Ironworks in Maryland, U.S.

The Patuxent Iron Works was an ironworks along the Patuxent River in Maryland, United States.

==History==
Some sources that say the company was founded before 1734 by Richard Snowden and family on the site of their family's earlier iron works. Yet another source says that Snowden, Joseph Cowman, and three other partners founded the Patuxent Iron Work Company in 1736. In truth, the Patuxent Iron Works was originally started much earlier, in 1705, by Snowden and Cowman and three other partners: Edmund Jenings, John Galloway and John Prichard.

When Joseph Cowman and Edmund Jennings later sold their shares of the enterprise to Snowden in 1748 and 1749 respectively, each for the sum of "Four Hundred and five Pounds Sterling," both indentures, dated March 18, 1748, and March 27, 1749, referred to the original Articles of Agreement, dated July 5, 1705, that created the company:

"Whereas by certain Articles of Agreement bearing Date the fifth Day of July seventeen Hundred and five made between the said Richard Snowden the said Joseph Cowman a certain Edmund Jenings John Galloway and John Prichard They the said Richard Snowden Joseph Cowman Edmund Jenings John Galloway and John Prichard did enter into several Covenants and Clauses of Agreement with each other for the Carrying on an Iron Work or Works the Business of a Furnace and Forge then and now Erected on the Head and Branches of Patuxent River."

A 1753 letter by Charles Carroll of Annapolis noted that Snowden's forge was the only one in Maryland to have ore near navigable waters (i.e. the Patuxent River).

According to tax records, the company had on average 45 enslaved workers from 1760 to 1780, who worked as foreman, founders, laborers and blacksmiths. Though both the Snowdens and Cowmans were wealthy Quakers whose children intermarried, they owned slaves for a century.

After Richard Snowden Jr.'s death in 1763, the iron works went to John, Thomas, and Samuel Snowden.

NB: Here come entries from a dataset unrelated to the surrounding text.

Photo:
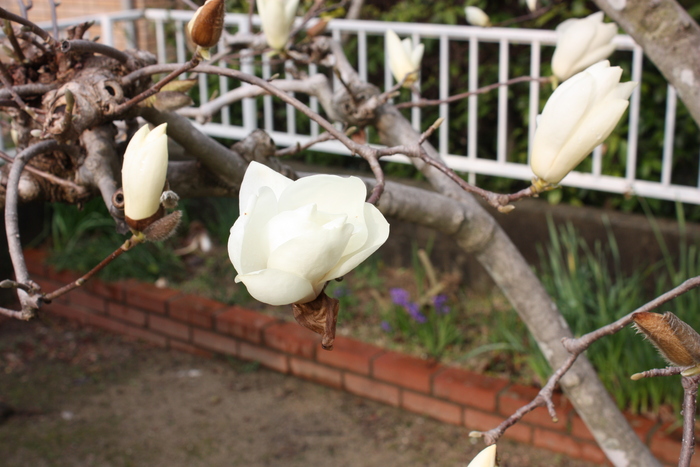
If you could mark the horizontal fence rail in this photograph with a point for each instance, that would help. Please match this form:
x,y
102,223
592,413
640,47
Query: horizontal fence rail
x,y
462,150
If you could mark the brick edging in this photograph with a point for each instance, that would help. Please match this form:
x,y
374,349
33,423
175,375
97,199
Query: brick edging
x,y
172,319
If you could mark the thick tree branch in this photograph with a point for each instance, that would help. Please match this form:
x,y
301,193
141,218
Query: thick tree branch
x,y
670,38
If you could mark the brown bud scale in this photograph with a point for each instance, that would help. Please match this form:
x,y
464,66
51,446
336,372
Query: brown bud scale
x,y
675,340
205,27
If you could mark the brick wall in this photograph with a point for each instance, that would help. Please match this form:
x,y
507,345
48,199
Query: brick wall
x,y
169,318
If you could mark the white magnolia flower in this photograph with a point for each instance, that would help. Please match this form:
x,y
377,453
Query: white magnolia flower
x,y
477,17
581,43
293,236
277,17
486,458
143,172
579,115
403,58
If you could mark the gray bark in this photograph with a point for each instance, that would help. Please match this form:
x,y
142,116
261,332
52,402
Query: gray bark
x,y
481,235
670,38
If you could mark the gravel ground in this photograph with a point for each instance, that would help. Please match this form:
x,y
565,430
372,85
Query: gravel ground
x,y
75,396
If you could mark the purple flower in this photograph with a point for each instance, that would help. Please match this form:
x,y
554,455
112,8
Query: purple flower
x,y
341,292
440,303
414,310
400,296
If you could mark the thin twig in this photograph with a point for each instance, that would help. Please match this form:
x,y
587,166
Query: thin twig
x,y
29,302
464,95
157,87
50,177
33,27
126,246
690,394
81,45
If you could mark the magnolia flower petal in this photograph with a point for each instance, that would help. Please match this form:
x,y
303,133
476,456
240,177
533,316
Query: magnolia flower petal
x,y
254,249
378,232
486,458
322,249
572,43
331,194
143,172
258,175
559,119
592,131
276,287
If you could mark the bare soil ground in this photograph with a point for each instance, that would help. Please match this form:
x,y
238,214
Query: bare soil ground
x,y
75,396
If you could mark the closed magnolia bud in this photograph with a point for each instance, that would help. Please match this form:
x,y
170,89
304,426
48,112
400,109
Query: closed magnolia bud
x,y
578,116
404,59
277,18
477,17
143,176
675,340
204,29
581,43
486,458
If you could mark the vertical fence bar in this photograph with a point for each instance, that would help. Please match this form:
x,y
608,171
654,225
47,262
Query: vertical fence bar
x,y
633,135
669,131
362,55
313,102
180,45
291,111
107,32
415,111
502,143
444,93
534,111
267,99
473,102
160,41
250,110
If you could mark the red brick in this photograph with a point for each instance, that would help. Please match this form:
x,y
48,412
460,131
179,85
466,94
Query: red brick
x,y
315,372
36,261
86,299
189,348
592,453
557,442
107,323
579,429
169,327
145,335
292,338
126,313
269,358
72,312
242,323
148,296
426,405
113,291
215,342
349,354
371,389
468,388
195,310
516,396
406,371
482,421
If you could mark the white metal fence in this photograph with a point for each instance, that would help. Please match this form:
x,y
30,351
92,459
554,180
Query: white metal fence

"In 1831 the furnace and forge were sold by Thomas, Richard and Edward Snowden to Evan T. Ellicott and Company, who erected another furnace, 28 feet high and 8 feet wide at the boshes, and a puddling furnace and roughing mills or converting pig iron into bars for the Avalon works above Relay." (The site of the Avalon Works is located in today's Patapsco Valley State Park).

The works were "dismantled and demolished" in 1856, "under the ownership of William Wilkins Glen, John Glenn, Jr., and Robert Lemmon." The ruins were visible a long time afterward.